A Rede de Monitoramento da Qualidade do Ar da Grande Vitória começou a ser implantada em 1995, com o objetivo de diferenciar as fontes poluidoras do ar na região. À época, a Seama só media a quantidade de poeira no ar, mas não identificava os componentes nem suas fontes. Souza começou a participar do projeto como graduando de física da UFES, em sua primeira etapa, quando da caracterização do material particulado. “Depois de desenvolver uma metodologia para realizar a caracterização, entramos na segunda etapa, que foi identificar a origem das fontes dos materiais”, diz Souza. “A hematita (a-Fe2O3), por exemplo, está presente em diversas fontes na Grande Vitória – minério de ferro, pelotas desse minério, solos avermelhados, etc. Para determinar a sua origem foi preciso introduzir a técnica Mössbauer, que indica o local da formação da hematita presente no ar.

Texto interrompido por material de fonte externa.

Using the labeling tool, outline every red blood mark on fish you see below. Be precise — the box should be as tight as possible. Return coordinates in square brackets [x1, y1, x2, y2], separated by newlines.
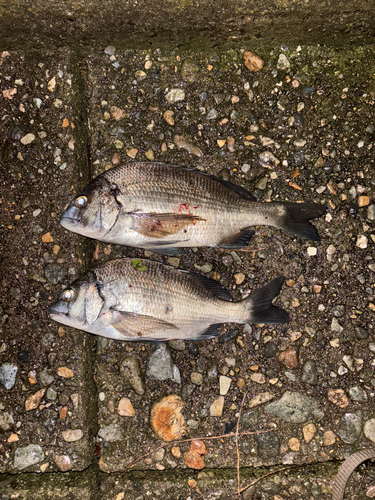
[179, 203, 189, 212]
[193, 205, 199, 209]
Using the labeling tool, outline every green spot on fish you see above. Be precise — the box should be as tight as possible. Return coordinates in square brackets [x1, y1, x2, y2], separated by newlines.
[132, 259, 147, 272]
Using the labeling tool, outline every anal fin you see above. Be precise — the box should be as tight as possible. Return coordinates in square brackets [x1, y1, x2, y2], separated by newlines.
[218, 229, 255, 249]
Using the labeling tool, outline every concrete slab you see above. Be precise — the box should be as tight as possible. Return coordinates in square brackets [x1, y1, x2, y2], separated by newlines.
[0, 49, 96, 473]
[84, 45, 375, 482]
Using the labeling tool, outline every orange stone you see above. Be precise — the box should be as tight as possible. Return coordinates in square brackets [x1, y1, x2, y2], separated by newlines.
[150, 395, 186, 442]
[278, 347, 299, 369]
[184, 439, 207, 470]
[58, 366, 74, 378]
[244, 51, 264, 72]
[42, 232, 53, 243]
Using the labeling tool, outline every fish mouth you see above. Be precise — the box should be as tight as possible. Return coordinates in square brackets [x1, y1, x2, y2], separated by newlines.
[49, 300, 69, 319]
[60, 205, 81, 229]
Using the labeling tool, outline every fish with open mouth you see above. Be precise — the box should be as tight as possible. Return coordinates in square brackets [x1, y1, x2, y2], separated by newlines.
[49, 258, 290, 341]
[60, 162, 325, 252]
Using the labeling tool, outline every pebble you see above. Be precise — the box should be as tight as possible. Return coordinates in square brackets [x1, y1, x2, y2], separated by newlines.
[191, 372, 203, 385]
[165, 88, 185, 103]
[57, 366, 74, 378]
[243, 51, 264, 72]
[25, 388, 46, 411]
[323, 430, 336, 446]
[250, 373, 266, 384]
[104, 45, 116, 55]
[358, 195, 370, 207]
[367, 205, 375, 220]
[259, 151, 280, 168]
[278, 347, 298, 369]
[181, 383, 195, 401]
[288, 437, 300, 451]
[150, 395, 186, 441]
[327, 389, 349, 408]
[210, 396, 225, 417]
[348, 386, 367, 402]
[264, 342, 277, 358]
[294, 139, 306, 148]
[146, 343, 173, 380]
[248, 391, 275, 408]
[301, 360, 318, 385]
[163, 110, 175, 126]
[168, 339, 185, 351]
[277, 54, 290, 70]
[219, 375, 231, 395]
[117, 397, 135, 416]
[302, 423, 317, 443]
[355, 326, 369, 340]
[172, 365, 181, 384]
[8, 433, 19, 443]
[174, 135, 203, 157]
[0, 411, 14, 431]
[331, 318, 343, 333]
[307, 247, 317, 256]
[337, 412, 363, 444]
[356, 234, 368, 248]
[0, 362, 18, 389]
[20, 133, 35, 145]
[194, 262, 213, 273]
[53, 454, 72, 471]
[255, 431, 280, 458]
[234, 272, 245, 285]
[44, 263, 65, 284]
[120, 356, 145, 395]
[184, 440, 207, 469]
[265, 391, 321, 423]
[14, 444, 44, 470]
[364, 418, 375, 443]
[206, 108, 218, 120]
[46, 387, 57, 401]
[98, 424, 122, 442]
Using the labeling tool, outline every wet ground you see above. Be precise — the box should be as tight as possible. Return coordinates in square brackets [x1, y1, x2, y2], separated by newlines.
[0, 43, 375, 498]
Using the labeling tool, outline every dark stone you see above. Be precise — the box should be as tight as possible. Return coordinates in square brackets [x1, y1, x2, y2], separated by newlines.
[224, 422, 236, 434]
[187, 342, 199, 357]
[17, 350, 31, 363]
[264, 342, 277, 358]
[44, 264, 66, 284]
[255, 430, 280, 458]
[355, 326, 369, 340]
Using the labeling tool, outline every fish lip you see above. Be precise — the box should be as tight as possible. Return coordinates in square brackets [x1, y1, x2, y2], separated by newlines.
[49, 300, 69, 318]
[60, 215, 80, 229]
[60, 205, 81, 228]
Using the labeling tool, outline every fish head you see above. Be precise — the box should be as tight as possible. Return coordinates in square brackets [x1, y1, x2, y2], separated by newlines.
[60, 176, 121, 239]
[49, 271, 104, 331]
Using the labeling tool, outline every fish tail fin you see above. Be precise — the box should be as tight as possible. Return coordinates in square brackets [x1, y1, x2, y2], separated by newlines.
[243, 277, 290, 324]
[276, 202, 326, 241]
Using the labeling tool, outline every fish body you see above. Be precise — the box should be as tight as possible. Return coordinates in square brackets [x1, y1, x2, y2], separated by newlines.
[60, 162, 325, 251]
[49, 258, 290, 341]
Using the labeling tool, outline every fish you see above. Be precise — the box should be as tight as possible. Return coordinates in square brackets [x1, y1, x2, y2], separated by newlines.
[49, 258, 290, 341]
[60, 162, 325, 252]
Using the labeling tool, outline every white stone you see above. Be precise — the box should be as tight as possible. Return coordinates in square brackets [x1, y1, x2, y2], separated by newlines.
[219, 375, 232, 395]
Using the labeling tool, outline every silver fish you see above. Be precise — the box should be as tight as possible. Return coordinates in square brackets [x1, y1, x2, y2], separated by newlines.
[49, 258, 290, 341]
[60, 162, 325, 252]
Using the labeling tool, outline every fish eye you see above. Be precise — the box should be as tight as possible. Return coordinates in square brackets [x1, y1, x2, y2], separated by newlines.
[75, 196, 87, 208]
[62, 289, 74, 302]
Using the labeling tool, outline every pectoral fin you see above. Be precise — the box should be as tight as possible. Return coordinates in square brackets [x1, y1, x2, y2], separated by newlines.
[110, 309, 180, 338]
[130, 212, 205, 239]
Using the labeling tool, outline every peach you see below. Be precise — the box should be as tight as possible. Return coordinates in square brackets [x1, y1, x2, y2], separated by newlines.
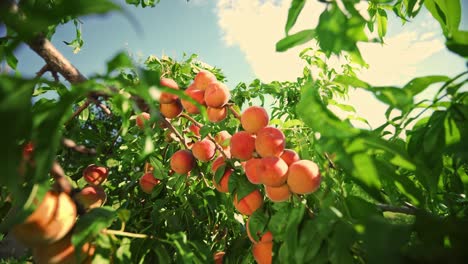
[13, 191, 77, 247]
[244, 158, 262, 184]
[246, 217, 273, 244]
[189, 124, 201, 136]
[159, 77, 179, 104]
[32, 233, 95, 264]
[215, 130, 231, 150]
[207, 107, 228, 123]
[213, 169, 232, 193]
[230, 131, 256, 161]
[252, 241, 273, 264]
[181, 86, 205, 114]
[139, 172, 161, 194]
[241, 106, 269, 134]
[211, 156, 226, 173]
[265, 184, 291, 202]
[257, 157, 288, 187]
[160, 99, 183, 119]
[83, 164, 108, 185]
[170, 150, 195, 174]
[213, 251, 225, 264]
[194, 70, 217, 90]
[287, 160, 321, 194]
[255, 127, 285, 158]
[75, 185, 107, 210]
[136, 112, 151, 129]
[233, 189, 263, 215]
[192, 138, 216, 162]
[204, 82, 230, 108]
[280, 149, 300, 166]
[22, 141, 34, 160]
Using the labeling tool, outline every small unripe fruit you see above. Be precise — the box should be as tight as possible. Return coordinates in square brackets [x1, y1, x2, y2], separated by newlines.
[192, 138, 216, 162]
[139, 172, 161, 194]
[170, 150, 195, 174]
[258, 157, 288, 187]
[265, 184, 291, 202]
[160, 99, 183, 119]
[207, 107, 228, 123]
[194, 70, 217, 90]
[252, 241, 273, 264]
[136, 112, 151, 129]
[205, 82, 230, 108]
[280, 149, 300, 166]
[75, 185, 107, 210]
[83, 164, 108, 185]
[241, 106, 269, 134]
[244, 158, 262, 184]
[287, 160, 321, 194]
[159, 78, 179, 104]
[255, 127, 285, 158]
[233, 189, 263, 215]
[230, 131, 256, 161]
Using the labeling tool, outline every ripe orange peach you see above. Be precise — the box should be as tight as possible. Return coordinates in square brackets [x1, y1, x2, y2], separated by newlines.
[160, 99, 183, 119]
[207, 107, 228, 123]
[32, 233, 95, 264]
[244, 158, 262, 184]
[211, 156, 226, 173]
[136, 112, 151, 129]
[252, 241, 273, 264]
[280, 149, 300, 166]
[22, 141, 34, 160]
[189, 124, 201, 136]
[192, 138, 216, 162]
[194, 70, 217, 90]
[230, 131, 256, 161]
[159, 77, 179, 104]
[139, 172, 161, 194]
[213, 169, 232, 193]
[181, 86, 206, 114]
[75, 185, 107, 210]
[241, 106, 269, 134]
[257, 157, 288, 187]
[170, 150, 195, 174]
[255, 127, 285, 158]
[83, 164, 108, 185]
[215, 130, 231, 150]
[233, 189, 263, 215]
[204, 82, 230, 108]
[287, 160, 321, 194]
[246, 217, 273, 244]
[213, 251, 225, 264]
[265, 184, 291, 202]
[13, 191, 77, 247]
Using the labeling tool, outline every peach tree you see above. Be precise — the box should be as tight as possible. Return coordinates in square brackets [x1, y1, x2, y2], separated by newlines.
[0, 0, 467, 263]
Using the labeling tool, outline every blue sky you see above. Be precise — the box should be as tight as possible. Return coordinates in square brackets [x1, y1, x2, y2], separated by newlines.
[11, 0, 468, 128]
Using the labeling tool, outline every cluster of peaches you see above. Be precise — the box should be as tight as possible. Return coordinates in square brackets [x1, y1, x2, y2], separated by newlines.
[13, 146, 109, 264]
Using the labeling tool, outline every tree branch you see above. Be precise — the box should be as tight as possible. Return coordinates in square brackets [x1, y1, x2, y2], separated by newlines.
[62, 138, 96, 155]
[377, 203, 418, 215]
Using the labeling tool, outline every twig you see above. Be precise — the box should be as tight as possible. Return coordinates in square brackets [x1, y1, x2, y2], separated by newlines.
[62, 138, 96, 155]
[377, 203, 418, 215]
[101, 229, 152, 239]
[162, 118, 189, 149]
[324, 152, 337, 170]
[227, 104, 241, 119]
[180, 113, 202, 127]
[50, 161, 73, 194]
[207, 135, 229, 160]
[105, 127, 122, 156]
[35, 64, 49, 78]
[65, 100, 91, 125]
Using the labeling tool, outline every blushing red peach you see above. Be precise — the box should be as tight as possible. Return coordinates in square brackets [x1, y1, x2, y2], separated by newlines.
[241, 106, 269, 134]
[159, 77, 179, 104]
[230, 131, 256, 161]
[22, 141, 34, 160]
[233, 189, 263, 215]
[207, 107, 228, 123]
[211, 156, 226, 173]
[194, 70, 217, 90]
[181, 86, 205, 114]
[160, 99, 183, 119]
[83, 164, 108, 185]
[213, 251, 225, 264]
[75, 185, 107, 210]
[287, 160, 321, 194]
[244, 158, 262, 184]
[257, 157, 288, 187]
[136, 112, 151, 129]
[215, 130, 231, 150]
[192, 138, 216, 162]
[139, 172, 161, 194]
[280, 149, 300, 166]
[213, 169, 232, 193]
[189, 124, 201, 136]
[32, 233, 95, 264]
[265, 184, 291, 202]
[204, 82, 230, 108]
[252, 241, 273, 264]
[13, 191, 77, 247]
[255, 127, 285, 158]
[170, 150, 195, 174]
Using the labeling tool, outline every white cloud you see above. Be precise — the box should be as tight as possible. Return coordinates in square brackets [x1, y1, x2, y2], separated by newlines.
[216, 0, 445, 129]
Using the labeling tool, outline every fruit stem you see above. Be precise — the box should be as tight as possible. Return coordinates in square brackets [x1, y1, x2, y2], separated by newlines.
[161, 118, 189, 149]
[102, 229, 151, 239]
[227, 104, 241, 120]
[181, 113, 203, 128]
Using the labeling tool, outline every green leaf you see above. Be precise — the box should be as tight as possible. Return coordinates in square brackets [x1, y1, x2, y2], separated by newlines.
[373, 86, 413, 112]
[376, 8, 388, 40]
[285, 0, 306, 35]
[276, 29, 316, 52]
[107, 51, 133, 73]
[446, 30, 468, 57]
[72, 207, 116, 251]
[403, 75, 450, 96]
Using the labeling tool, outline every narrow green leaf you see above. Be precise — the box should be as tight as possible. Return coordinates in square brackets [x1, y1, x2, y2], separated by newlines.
[376, 8, 388, 40]
[285, 0, 307, 35]
[403, 75, 450, 96]
[276, 29, 316, 52]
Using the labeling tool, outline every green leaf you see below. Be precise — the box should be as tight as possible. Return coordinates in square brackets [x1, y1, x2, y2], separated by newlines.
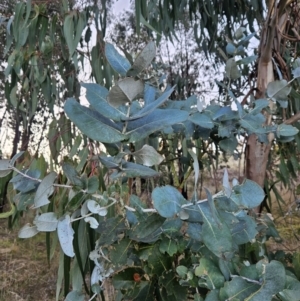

A terceira etapa do projeto foi desenvolver uma forma de calcular o impacto de cada fonte poluidora na região urbana e resultou na criação do Modelo Receptor Inteligente, um software que processa as informações de caracterização química, mineralógica e física apresentando os dados qualitativos (quais os materiais e de que fontes) e quantitativos (o quanto de cada material e de cada fonte) do total de componentes do ar. “A primeira medição, realizada em 1998, mostrou que 18,8% da poeira analisada tinha origem no processo de pelotização da CVRD (a transformação do pó de minério de ferro em pelotas para exportação)”, conta Souza. Com esse dado em mãos, a empresa investiu US$ 37 milhões na instalação de sete equipamentos que filtram e retêm a poeira muito fina do processo de pelotização. Na segunda medição, realizada entre 1999 e 2000, os componentes derivados da pelotização diminuíram para 7,9% do total.
Rede neural
Para resolver a demora e o custo da análise do espectrômetro Mössbauer, foi introduzida no sistema uma rede neural artificial, desenvolvida como parte da tese de mestrado de Souza, na UFES. “Esse processo de análise demora dias e demanda o trabalho de físicos experientes. Com essa rede é possível identificar os minerais automaticamente a partir de exemplos catalogados em um banco de dados”, explica o físico.
Paralelamente ao projeto ambiental, Souza desenvolve novas aplicações para a sonda espacial. Tanto a CST quanto a CVRD estão apoiando testes para uso do equipamento no controle de qualidade de seus produtos. “Vamos instalar o Mimos II e o Sistema de Detecção de Raios X do APXS nas usinas da Vale para verificar, em tempo real durante a produção, se as características das pelotas estão de acordo com os parâmetros de qualidade definidos pelos clientes. O mesmo será feito para analisar a qualidade do aço produzido pela CST. “Dessa forma, as empresas poderão detectar e corrigir qualquer alteração de qualidade”, ressalta Souza. “A indústria nacional, com esse projeto, torna-se pioneira no uso de sondas espaciais em suas instalações. Da mesma forma que em Marte, queremos analisar todos os detalhes dos minerais ferrosos nos nossos processos industriais.